As a possible space optimization, such "small" arrays and strings don't need to be accompanied by a size field. We can perform a simple test to distinguish "small" arrays: if the array pointer is more than one word off from a page-aligned address, it is structured data, since unstructured data that spans pages always starts on a page address + GC header size.
We now have a full 24 free bits in the block header, which we can reserve for use by the GC. 24 bits is enough to employ reference counting, or a hybrid mark-sweep for the nursery, reference counting for the old generation as in age-oriented collection. The GC to employ is now completely at the discretion of the runtime, and can even be changed while the program is running.
There is a downside of course. Streamflow allocates fixed-sized blocks for sizes ranging from 4 bytes up to 2kB. Considering the above approach uses the first block to store the block size, we would waste up to 2kB on the larger block sizes. We could amortize this cost by allocating more pages and spreading the cost across them, but then we lose the simple page masking. We could avoid large fixed-sized blocks, maybe cutting them off at 512 bytes, but then we would still need some way to store the size for these "medium-sized" blocks.
We can't simply use a single word of the page to store the size, as we would then have an odd number of bytes to divide into fixed size blocks. Again, it's only a problem for larger block sizes. You can't split 4092 bytes into two 2kB blocks.
As a general solution to these problems, we can eliminate the size tag on the page entirely by maintaining a sorted array of address ranges and the block size of the range. When we need to discover the size of a block, we perform a binary search to find the address range the address falls in, and extract the size. This operation is O(log n), where n is the number of distinct address ranges, ie. sequences of consecutive pages allocated to the same block size. I would expect the number of such page regions to be under 50, so the logarithmic cost should be very low in practice, though the additional indirections accessing the array can be costly due to cache misses.

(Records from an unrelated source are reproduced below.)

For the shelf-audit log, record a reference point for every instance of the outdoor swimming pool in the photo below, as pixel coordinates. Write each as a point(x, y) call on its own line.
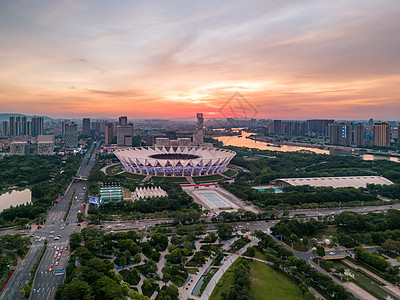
point(214, 200)
point(275, 189)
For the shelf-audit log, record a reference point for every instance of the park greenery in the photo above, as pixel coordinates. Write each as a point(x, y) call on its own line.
point(265, 165)
point(11, 247)
point(301, 272)
point(350, 229)
point(43, 194)
point(27, 170)
point(308, 197)
point(96, 256)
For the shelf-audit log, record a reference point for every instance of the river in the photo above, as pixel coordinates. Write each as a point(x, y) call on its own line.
point(242, 141)
point(14, 198)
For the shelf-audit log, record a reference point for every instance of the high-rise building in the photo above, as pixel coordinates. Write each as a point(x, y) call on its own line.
point(277, 127)
point(382, 134)
point(123, 121)
point(150, 140)
point(71, 136)
point(358, 135)
point(45, 144)
point(29, 128)
point(124, 135)
point(12, 124)
point(371, 122)
point(37, 126)
point(198, 136)
point(86, 126)
point(319, 126)
point(340, 134)
point(4, 128)
point(23, 128)
point(109, 133)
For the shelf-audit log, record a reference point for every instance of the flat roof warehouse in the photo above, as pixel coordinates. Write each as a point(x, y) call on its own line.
point(336, 182)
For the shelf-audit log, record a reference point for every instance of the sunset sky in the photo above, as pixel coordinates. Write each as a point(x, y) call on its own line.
point(159, 59)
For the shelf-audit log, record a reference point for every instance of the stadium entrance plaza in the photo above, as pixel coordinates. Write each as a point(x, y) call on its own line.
point(216, 199)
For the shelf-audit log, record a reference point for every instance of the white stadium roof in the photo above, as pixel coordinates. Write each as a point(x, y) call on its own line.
point(336, 182)
point(175, 161)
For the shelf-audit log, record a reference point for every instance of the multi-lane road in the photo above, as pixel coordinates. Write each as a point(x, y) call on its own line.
point(56, 232)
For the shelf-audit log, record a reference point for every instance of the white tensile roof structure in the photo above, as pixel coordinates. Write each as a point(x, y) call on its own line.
point(336, 182)
point(148, 192)
point(175, 161)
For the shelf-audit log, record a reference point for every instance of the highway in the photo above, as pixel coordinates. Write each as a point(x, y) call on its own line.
point(46, 281)
point(55, 259)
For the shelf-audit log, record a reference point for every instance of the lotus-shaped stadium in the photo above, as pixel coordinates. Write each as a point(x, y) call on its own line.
point(175, 161)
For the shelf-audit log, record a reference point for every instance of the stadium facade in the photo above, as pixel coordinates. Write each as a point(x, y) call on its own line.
point(175, 161)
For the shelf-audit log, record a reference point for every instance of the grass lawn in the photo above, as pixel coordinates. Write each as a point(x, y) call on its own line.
point(192, 270)
point(268, 283)
point(230, 173)
point(114, 170)
point(259, 255)
point(225, 283)
point(168, 179)
point(210, 178)
point(133, 176)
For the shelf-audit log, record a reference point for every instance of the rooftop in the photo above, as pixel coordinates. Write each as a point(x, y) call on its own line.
point(336, 182)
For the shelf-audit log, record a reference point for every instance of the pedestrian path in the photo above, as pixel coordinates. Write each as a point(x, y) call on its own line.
point(389, 287)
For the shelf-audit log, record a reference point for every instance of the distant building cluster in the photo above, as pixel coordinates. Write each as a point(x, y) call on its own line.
point(21, 125)
point(44, 146)
point(335, 182)
point(343, 133)
point(148, 192)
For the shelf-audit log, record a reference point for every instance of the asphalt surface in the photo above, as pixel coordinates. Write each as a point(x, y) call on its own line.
point(46, 281)
point(55, 259)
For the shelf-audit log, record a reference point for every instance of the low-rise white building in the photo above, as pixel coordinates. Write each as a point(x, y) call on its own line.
point(148, 192)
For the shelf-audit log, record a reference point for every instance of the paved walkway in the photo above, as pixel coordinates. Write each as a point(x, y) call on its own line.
point(389, 287)
point(190, 179)
point(104, 169)
point(147, 178)
point(357, 291)
point(213, 282)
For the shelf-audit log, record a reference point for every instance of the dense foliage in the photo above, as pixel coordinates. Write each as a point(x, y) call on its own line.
point(295, 232)
point(11, 246)
point(27, 170)
point(268, 165)
point(301, 271)
point(374, 260)
point(240, 288)
point(43, 194)
point(294, 197)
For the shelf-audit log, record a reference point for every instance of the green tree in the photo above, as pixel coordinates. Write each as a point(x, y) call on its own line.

A block header representation that provides for GC independence would be compelling. The page-level size header is promising, but clearly has problems. Hopefully, some clever person will devise a general way to handle the larger fixed sized blocks without wasting too much space.
The solution to the problems with the page-level size header using a binary search is a mixed blessing. The additional runtime cost in discovering block size may be prohibitive, since it must be performed during GC traversal, and on every free operation. The costs of free might possibly be amortized somehow when done in bulk, but the cost incurred by GC traversal seems much more challenging to eliminate.